Einen stabilen Anker zu finden, ist bei Gütern mit nur geringem Nutzungswert (wie Gold) schwierig, bei Fremdwährungen kaum leichter. Hier braucht die Fortsetzung des Trends ein anhaltend positives Stimmungsbild und damit verbundene Liquiditätszuflüsse. Kippt die Stimmung, stirbt das Momentum – und verkehrt sich ins Gegenteil. Das gilt besonders für „Spekulationsrohstoffe“ wie Gold, deren Fallhöhe ungewiss ist.
Unternehmen dagegen besitzen einen realen Bezug und sind von Wert. Dieser ist in Form künftiger Erlös- und Ertragsentwicklungen sowie deren (hoffentlich kluger) Verwendung anzunehmen und sollte sich langfristig im Aktienpreis widerspiegeln. Doch mit fortschreitender Hausse tritt dieser Aspekt oft in den Hintergrund. Dauer und Ausmaß solcher Entwicklungen sind schwer einzuschätzen; sich ihnen allzu stark entgegenzustellen, kaum ratsam. Schließlich gilt: „Märkte können länger irrational bleiben, als man selbst zahlungsfähig.“ (John Maynard Keynes).

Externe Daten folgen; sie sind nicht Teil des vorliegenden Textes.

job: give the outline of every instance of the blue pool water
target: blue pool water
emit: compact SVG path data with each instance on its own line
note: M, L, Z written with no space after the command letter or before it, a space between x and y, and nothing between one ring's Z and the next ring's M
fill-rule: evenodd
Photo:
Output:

Der Zeitpunkt wird jedoch kommen, an dem die Geschichte auserzählt ist und sich entkoppelte Aktienkurse wieder der Unternehmenswirklichkeit annähern. Und das kann im Zeitalter momentumgetriebener Märkte rasant schnell geschehen – denn Momentum kennt nicht nur eine Richtung. Sich dessen bewusst zu bleiben und diese Erkenntnis regelmäßig in eigene Anlageentscheidungen einzubeziehen, halten wir für unerlässlich.
1 https://www.gold.org/goldhub/research/gold-demand-trends/gold-demand-trends-q2-2025
2 Quelle: Bloomberg
3 Quelle: Bloomberg Dollar Spot Index
4 https://www.federalreserve.gov/econres/notes/feds-notes/the-international-role-of-the-u-s-dollar-2025-edition-20250718.html; Der Index ist ein gewichteter Durchschnitt des Anteils jeder Währung an den weltweit offengelegten Devisenreserven (Gewichtung 25 %), des Devisenhandelsvolumens (25 %), der Emission von Fremdwährungsschulden (25 %), der Fremdwährungs- und internationalen Bankforderungen (12,5 %) sowie der Fremdwährungs- und internationalen Bankverbindlichkeiten (12,5 %).